Shifting pressures in motor freight
Motor freight operations continue to move goods across the country, but the business pressures around them are changing. Shippers increasingly demand faster delivery and lower costs while carriers contend with thin profit margins, tighter regulation, low freight rates and inconsistent demand.
Although capacity and rates have become more favorable to shippers this year, overall market complexity remains high as shippers seek to control spend, carriers aim to protect profitability and brokers try to balance both sides.
Widespread technology adoption across the industry
Technology has moved to the center of responses from shippers, carriers and third-party logistics providers. Companies are adopting transportation management systems (TMS) to improve routing and visibility, 3PLs are deploying digital platforms to coordinate across networks, and carriers rely on tools such as real-time tracking, RFID and GPS to oversee assets.

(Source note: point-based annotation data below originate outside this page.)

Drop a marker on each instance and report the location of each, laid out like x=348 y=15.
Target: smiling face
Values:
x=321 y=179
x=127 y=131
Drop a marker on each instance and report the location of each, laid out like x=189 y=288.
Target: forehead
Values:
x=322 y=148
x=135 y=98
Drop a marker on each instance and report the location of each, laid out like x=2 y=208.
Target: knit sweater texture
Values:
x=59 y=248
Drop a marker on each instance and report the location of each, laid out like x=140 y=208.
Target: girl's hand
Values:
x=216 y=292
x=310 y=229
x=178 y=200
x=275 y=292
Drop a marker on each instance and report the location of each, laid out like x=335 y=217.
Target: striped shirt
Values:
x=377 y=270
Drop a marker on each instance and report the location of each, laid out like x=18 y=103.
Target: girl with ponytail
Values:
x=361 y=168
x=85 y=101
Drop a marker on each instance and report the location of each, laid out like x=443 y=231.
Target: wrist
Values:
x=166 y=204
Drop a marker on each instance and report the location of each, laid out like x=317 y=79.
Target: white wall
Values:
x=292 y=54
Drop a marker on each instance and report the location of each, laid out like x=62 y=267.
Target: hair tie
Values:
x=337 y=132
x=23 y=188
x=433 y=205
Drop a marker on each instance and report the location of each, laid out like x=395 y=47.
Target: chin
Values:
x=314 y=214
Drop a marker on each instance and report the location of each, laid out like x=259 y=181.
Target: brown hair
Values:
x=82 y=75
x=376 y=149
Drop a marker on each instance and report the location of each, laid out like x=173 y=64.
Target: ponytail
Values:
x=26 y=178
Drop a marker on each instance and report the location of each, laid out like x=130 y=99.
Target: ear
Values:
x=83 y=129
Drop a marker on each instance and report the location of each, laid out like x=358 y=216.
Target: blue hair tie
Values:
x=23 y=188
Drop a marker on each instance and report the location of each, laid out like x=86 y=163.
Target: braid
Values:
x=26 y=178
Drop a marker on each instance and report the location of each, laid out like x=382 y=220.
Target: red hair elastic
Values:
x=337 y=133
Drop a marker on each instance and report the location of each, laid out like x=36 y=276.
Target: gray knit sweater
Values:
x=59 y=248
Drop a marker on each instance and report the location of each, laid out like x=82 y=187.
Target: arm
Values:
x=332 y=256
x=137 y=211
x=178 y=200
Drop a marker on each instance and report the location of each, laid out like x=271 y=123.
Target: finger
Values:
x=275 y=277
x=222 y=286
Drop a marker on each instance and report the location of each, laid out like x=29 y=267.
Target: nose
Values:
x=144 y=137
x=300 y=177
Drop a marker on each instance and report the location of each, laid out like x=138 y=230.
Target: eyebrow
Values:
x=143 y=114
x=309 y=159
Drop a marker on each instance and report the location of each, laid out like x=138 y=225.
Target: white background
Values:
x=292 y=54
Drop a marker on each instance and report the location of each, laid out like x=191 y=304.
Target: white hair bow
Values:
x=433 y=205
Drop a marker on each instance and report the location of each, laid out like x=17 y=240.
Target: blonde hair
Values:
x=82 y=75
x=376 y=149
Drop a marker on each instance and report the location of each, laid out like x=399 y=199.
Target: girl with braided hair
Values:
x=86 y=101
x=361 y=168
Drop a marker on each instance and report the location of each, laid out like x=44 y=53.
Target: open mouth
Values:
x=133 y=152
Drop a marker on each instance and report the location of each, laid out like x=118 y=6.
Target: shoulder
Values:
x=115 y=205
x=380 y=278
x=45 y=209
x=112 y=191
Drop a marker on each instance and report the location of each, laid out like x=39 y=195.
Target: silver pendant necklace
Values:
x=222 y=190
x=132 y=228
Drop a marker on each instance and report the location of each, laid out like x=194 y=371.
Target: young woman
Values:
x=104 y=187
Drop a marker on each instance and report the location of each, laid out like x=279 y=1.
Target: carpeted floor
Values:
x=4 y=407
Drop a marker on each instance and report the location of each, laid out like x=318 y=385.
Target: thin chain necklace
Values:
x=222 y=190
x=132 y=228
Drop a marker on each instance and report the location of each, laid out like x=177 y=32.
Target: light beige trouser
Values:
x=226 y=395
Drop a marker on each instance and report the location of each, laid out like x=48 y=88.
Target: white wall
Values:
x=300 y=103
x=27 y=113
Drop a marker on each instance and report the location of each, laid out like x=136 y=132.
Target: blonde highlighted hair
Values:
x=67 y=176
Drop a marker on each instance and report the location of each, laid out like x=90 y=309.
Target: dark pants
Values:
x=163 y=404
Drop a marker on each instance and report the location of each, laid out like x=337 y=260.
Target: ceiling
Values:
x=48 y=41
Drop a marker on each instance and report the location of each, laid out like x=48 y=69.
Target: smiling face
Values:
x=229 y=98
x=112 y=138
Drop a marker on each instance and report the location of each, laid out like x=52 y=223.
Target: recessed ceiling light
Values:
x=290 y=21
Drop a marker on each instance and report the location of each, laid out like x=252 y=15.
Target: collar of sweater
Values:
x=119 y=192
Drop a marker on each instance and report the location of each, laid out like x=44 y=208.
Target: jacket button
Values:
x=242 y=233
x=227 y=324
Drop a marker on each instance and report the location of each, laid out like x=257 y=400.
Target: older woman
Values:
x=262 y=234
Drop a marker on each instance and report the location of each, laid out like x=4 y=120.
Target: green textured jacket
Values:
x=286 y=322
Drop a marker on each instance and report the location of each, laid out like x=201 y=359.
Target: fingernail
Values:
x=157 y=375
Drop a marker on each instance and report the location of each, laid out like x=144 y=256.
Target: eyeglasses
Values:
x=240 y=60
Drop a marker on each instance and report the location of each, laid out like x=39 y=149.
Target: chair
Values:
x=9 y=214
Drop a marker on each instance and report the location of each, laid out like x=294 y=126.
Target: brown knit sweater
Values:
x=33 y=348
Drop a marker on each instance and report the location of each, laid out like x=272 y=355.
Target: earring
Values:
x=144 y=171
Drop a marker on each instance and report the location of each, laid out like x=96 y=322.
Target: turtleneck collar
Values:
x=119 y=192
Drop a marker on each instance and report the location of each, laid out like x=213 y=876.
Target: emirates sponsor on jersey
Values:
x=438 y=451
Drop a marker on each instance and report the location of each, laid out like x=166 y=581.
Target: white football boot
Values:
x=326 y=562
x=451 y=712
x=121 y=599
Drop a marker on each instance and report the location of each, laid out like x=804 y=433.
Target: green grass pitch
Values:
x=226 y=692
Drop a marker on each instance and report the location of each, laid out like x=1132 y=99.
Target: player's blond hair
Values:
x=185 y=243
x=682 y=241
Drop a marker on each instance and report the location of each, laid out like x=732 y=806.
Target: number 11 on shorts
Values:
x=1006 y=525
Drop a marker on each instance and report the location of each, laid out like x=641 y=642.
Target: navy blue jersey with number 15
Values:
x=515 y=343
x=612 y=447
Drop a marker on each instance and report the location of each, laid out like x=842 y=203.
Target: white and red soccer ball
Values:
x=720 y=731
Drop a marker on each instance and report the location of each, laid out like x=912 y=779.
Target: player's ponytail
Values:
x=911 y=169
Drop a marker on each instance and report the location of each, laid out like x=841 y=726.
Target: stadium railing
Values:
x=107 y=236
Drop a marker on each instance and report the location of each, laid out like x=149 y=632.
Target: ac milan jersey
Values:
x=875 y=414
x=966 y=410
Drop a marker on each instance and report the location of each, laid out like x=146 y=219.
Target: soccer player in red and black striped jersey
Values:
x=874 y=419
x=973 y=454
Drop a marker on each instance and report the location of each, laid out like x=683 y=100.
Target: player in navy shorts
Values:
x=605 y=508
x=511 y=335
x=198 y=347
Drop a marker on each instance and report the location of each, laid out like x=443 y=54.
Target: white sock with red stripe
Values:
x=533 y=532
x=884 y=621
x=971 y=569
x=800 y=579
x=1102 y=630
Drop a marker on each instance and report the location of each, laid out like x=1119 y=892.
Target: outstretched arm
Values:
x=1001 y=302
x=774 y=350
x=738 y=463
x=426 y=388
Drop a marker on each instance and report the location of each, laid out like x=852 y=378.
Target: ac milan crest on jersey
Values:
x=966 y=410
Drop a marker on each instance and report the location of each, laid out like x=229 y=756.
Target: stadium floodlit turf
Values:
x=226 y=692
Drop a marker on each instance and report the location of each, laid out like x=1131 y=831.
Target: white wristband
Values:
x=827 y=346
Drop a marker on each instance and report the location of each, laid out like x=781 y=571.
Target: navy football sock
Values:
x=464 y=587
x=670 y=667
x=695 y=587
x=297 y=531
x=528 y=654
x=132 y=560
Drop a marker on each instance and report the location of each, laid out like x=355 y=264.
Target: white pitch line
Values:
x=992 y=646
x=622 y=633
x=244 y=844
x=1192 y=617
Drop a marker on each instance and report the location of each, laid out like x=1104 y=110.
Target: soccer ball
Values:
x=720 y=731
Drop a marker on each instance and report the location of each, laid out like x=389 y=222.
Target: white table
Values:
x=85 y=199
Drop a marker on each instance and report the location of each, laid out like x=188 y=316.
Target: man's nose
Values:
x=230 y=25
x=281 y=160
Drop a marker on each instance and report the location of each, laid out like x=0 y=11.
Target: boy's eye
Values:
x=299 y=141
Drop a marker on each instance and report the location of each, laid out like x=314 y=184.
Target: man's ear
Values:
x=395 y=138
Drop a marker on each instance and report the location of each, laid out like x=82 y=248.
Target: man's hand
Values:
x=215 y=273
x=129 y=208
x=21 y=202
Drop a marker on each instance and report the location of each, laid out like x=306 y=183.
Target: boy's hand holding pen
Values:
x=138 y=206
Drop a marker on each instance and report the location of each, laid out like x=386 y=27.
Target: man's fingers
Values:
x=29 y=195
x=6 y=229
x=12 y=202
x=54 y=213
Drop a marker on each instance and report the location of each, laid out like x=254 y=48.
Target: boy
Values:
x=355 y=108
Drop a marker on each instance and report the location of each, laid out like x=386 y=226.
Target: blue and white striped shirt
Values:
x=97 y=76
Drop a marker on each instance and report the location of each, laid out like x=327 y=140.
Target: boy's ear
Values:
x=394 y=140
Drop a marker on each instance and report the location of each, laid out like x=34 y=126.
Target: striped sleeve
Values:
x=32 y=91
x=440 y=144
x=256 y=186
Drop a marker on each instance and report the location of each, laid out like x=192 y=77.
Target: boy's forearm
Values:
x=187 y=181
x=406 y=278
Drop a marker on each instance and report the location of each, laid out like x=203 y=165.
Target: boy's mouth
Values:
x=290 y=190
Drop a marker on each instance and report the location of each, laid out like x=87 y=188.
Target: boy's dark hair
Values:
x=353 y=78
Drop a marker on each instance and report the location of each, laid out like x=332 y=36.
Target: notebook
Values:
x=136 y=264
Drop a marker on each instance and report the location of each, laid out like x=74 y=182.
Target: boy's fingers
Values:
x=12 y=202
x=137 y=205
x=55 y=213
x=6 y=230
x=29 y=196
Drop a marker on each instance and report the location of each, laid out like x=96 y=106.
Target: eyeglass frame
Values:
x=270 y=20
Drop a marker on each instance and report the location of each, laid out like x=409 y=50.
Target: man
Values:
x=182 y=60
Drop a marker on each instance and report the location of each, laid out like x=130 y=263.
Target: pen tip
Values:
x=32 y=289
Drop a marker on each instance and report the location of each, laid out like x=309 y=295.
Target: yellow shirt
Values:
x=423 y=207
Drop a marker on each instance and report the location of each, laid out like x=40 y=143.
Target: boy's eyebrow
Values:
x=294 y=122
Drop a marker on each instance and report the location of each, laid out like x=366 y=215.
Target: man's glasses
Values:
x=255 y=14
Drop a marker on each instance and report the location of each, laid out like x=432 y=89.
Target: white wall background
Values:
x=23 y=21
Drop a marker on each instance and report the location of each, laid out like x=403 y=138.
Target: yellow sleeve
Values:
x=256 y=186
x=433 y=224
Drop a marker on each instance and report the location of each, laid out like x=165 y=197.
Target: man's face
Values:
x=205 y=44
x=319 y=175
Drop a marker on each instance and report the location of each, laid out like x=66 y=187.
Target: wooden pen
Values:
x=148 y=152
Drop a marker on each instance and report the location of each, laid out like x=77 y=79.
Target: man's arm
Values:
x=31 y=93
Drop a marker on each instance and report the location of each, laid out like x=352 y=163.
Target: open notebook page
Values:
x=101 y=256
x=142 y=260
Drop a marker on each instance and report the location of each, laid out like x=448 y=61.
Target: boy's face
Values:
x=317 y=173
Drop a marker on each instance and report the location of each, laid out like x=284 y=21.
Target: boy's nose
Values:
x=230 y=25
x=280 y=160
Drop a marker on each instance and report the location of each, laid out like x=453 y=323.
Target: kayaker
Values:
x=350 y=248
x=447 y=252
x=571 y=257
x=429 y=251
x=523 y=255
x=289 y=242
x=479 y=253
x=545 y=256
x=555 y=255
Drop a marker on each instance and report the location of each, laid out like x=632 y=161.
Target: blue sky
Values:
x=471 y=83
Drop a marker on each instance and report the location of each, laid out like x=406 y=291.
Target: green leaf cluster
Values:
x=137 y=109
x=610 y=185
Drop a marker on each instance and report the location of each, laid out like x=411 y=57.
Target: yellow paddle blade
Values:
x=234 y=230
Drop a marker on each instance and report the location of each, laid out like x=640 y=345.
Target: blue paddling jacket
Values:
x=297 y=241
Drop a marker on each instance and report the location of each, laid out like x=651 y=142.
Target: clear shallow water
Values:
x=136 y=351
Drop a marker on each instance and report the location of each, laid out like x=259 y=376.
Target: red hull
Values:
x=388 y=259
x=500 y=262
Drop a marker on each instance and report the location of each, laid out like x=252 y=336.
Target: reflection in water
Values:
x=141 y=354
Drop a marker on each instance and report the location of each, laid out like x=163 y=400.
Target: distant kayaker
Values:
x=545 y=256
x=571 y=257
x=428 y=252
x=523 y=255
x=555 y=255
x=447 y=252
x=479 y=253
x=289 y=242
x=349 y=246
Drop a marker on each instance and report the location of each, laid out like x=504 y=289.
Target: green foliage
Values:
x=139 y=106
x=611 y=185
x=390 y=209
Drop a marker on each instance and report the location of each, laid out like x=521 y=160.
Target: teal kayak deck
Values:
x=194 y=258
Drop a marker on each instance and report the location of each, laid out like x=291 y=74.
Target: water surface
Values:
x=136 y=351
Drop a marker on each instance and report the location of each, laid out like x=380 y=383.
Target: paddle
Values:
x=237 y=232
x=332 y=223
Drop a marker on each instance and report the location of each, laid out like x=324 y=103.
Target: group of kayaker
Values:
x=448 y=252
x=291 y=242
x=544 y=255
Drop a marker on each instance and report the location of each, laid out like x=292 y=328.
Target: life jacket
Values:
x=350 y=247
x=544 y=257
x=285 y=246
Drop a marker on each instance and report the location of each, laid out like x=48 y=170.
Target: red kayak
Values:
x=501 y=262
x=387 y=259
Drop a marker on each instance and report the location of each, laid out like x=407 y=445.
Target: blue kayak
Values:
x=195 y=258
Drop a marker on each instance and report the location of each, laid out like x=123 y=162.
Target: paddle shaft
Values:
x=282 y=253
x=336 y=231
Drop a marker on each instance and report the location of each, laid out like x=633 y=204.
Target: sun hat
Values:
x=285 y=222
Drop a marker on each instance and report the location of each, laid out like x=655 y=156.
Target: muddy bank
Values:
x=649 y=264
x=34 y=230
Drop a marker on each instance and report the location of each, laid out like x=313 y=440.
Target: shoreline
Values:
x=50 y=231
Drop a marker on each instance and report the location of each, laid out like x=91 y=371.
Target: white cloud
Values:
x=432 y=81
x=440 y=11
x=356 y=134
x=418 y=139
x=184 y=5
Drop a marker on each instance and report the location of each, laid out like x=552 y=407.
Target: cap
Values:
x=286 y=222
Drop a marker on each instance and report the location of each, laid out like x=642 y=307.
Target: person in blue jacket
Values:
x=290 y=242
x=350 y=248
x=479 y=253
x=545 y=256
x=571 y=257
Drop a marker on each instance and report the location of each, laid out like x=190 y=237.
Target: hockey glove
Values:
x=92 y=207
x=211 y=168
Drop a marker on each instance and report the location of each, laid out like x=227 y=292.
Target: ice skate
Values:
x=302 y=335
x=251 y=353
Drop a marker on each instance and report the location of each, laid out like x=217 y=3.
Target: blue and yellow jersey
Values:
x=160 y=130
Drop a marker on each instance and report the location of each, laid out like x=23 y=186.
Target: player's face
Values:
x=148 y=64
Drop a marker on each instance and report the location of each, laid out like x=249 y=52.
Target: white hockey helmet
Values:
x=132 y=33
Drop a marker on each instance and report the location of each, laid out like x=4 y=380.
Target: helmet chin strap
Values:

Nathan Lease, research senior director on Gartner’s logistics and customer fulfillment team, notes steady progress toward platforms that reduce manual work and increase transparency. He highlights a trend of systematizing tasks that were once handled by hand, such as driver dispatching and manual data entry, into core software.
Measured gains reported in Gartner research
Gartner’s "Future of Logistics Survey 2025" finds that high-performing firms are seeing concrete returns from digital investments, including efficiency improvements, faster decision-making and better asset utilization. Lease also stresses that organizational culture matters—companies that align people and processes to technology realize the most benefit.
At the same time, Lease says the survey revealed a common obstacle: many organizations are not capturing full value from existing technology. For some, the issue is not the tools themselves but how initiatives are prioritized and supported across the company.
Spot market changes and new demands on TMS platforms
Researchers at the MIT Center for Transportation and Logistics say structural market changes are reshaping procurement approaches. Angela Acocella, Ph.D., explains that the share of freight sent to the spot market rose from roughly 5% historically to about 10% during COVID and has not returned to previous levels.
That evolution requires TMS and procurement systems that can dynamically compare contracted capacity and spot options rather than treating spot freight as a temporary fallback. Shippers are looking for tools that produce dynamic price quotes, connect more directly with broker platforms and enable autonomous or AI-supported buying decisions.
Visibility, data maturity and targeted predictive tools
Visibility technologies remain important, but adoption has been uneven. Larger organizations with clean, well-structured data have advanced visibility platforms, while smaller carriers and logistics providers often struggle because of how their data is stored or configured. Acocella notes that this limits access to the benefits of better visibility for smaller players.
There are encouraging signs: over the past three to four years more vendors have introduced diagnostic and maturity-assessment tools that help small and mid-sized companies benchmark their digital capabilities and identify practical steps to improve.
Looking forward, Acocella expects predictive freight technologies to become more focused, with AI applied where it creates measurable value. She cautions that hesitation remains among some shippers who do not yet see a clear return from broad AI deployments.
Insurance, compliance and fraud prevention
Insurance and carrier compliance have grown in importance as shippers seek to limit risk. Brian Fish, senior project manager at St. Onge Co., says it is surprisingly common for shippers to tender loads without verifying that a carrier’s insurance meets requirements.
Modern TMS platforms often include features that flag missing or expired insurance instead of relying on spreadsheets or manual checks. Brandon Hamilton, systems project manager for TMS/Transportation at St. Onge, reports that more shippers are using built-in carrier management functions to automate those checks.
Independent services also play a role: Registry Monitoring Insurance Services (RMIS) validates carrier insurance, safety ratings and operating authority, while newer providers such as Highway focus on identity verification and fraud prevention to reduce risks like double brokering.
Load board automation and operational efficiency
Automation of load boards is changing how carriers source freight. Rather than manually scanning opportunities, carriers now use platforms that can evaluate and bid on thousands of loads automatically, cutting time waste, accelerating transactions and improving pricing accuracy.
Hamilton emphasizes that automation can scale a carrier’s bidding capability—allowing a single operator to manage bids across thousands of loads—and that routing tools which lower deadhead miles can meaningfully improve margins for mid-sized carriers.
Data-driven strategy and the need for cross-functional execution
The broader outlook for freight management is shaped by how companies invest in data and systems that turn information into actionable insight. Acocella says shippers that invest in data capabilities will be best positioned to capture value and pull ahead.
Lease warns that technology initiatives cannot succeed in isolation. Decisions about TMS, visibility and AI tools affect finance, operations and customer service, so organizations must involve multiple functions rather than treating freight technology as solely an IT project.
He argues that lasting digital transformation depends on connecting people, processes and technology. Vendors may promote AI and automation, but the practical advantage comes from integrating those tools into a cross-functional operating model.